За что ты просишь прощения? Ведь всё правда… Я тварь, каких поискать. Не трогай меня, испачкаешься. Конечно, ты не мог сделать что-то плохое. А я мог, и сделал. Не трогай меня.
В голове словно повернули выключатель. Отпустило так же внезапно, как и навалилось. А Тимур продолжал держать меня, крепко прижав к себе, и раскачивался. Это было до безобразия уютно. И правильно. Но я не достоин тебя, Гиляров. Ещё минуточку, и всё. Да, всего пару секунд. Раз, два, три. Я вырвался из его рук и прошептал, глядя в темноту палаты:
- Не трогай меня.
Тимур каменно отшатнулся, словно тараном сдвинули. Правильно, не пачкайся, санитар.
- Такую тварь, как я, нельзя жалеть.
Гиляров словно опомнился, сгрёб меня к себе и зашептал на ухо горячим ветром:
- Не смей так говорить. Ещё раз услышу, побью на хрен!
Огромное стадо разнокалиберных мурашек побежало по телу, внутри всё стало мягким как пух и невесомо-тёплым.
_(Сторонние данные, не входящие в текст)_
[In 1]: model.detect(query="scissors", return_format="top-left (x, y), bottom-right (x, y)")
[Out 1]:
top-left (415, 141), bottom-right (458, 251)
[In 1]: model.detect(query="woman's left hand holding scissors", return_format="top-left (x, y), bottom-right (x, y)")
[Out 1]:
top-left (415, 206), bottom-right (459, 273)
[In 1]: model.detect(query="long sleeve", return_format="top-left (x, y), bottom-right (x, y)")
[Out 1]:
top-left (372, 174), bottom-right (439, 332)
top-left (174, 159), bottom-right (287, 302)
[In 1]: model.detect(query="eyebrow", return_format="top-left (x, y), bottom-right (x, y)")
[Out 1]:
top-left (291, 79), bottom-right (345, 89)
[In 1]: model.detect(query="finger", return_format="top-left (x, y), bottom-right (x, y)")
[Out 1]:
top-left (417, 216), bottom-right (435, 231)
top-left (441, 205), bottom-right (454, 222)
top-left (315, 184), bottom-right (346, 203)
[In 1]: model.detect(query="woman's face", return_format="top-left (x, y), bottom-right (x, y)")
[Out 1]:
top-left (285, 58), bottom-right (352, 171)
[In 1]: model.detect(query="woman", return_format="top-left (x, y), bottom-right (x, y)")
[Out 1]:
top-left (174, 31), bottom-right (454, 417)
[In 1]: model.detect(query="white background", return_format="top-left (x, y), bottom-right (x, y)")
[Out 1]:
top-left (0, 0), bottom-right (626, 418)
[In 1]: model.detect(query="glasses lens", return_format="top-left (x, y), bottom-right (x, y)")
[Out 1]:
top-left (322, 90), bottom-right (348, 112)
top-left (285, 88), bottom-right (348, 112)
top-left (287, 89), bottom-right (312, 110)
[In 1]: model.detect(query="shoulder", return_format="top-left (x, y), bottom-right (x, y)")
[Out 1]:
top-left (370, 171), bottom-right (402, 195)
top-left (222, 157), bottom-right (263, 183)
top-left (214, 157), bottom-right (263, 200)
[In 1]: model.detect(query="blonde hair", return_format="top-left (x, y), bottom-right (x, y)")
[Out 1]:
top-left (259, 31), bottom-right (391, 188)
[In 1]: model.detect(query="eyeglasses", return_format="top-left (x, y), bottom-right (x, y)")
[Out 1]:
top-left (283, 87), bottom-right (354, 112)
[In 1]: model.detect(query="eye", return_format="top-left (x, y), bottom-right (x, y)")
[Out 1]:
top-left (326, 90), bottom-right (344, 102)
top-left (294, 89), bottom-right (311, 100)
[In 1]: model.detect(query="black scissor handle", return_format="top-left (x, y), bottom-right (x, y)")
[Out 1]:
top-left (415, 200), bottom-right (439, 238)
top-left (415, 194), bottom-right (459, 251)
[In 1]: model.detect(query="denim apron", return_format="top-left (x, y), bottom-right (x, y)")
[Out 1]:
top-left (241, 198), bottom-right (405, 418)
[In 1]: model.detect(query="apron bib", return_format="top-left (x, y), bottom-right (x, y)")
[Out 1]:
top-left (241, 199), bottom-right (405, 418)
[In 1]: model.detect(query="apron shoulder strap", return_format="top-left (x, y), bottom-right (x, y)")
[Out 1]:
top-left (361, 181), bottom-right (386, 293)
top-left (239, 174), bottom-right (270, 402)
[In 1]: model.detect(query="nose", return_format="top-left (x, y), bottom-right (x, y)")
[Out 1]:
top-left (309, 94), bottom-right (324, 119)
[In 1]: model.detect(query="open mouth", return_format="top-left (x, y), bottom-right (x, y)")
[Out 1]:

Тимур пошевелился и разжал руки. Похоже, собрался к себе в постель. И я судорожно вывернулся, чтобы вцепиться руками в него, такого своего и такого, как оказалось, ранимого. Проник руками под мышками, сцепил пальцы на спине и буквально прилип к обнажённой груди. Плевать, что сам в одних трусах, на всё плевать. Не отпущу никуда. Я без него не смогу проснуться. Понимание этого само сорвало с языка нужные слова:
- Не уходи. Не бросай.
- Тише, мой хороший. Не уйду. Ты мой бес, - в его голосе даже какая-то растерянность. – Я не отдам тебя никаким кошмарам, малыш. Давай-ка спать ложиться. Всё будет хорошо.
Мы рухнули на постель. Выпустить его из кольца рук было выше моих сил. Я лежал практически на нём и чувствовал тепло. Тимур натянул на нас простыню, и уже под ней его ладони шершаво скользнули по моей спине, вызвав невольный стон. Он осторожно потрепал меня по волосам и прошептал:
- Я здесь, ничего не бойся. Всё будет хорошо. Вот увидишь.
Так я и уснул, лёжа щекой на его груди, под размеренное дыхание и стук сердца, разгоняющий даже самые сильные страхи. Вот только какого чёрта одна из его рук успела перекочевать на мою задницу? Вот же гад извращенский. Ну и ладно. Тебе можно. Здесь и сейчас – тебе можно всё.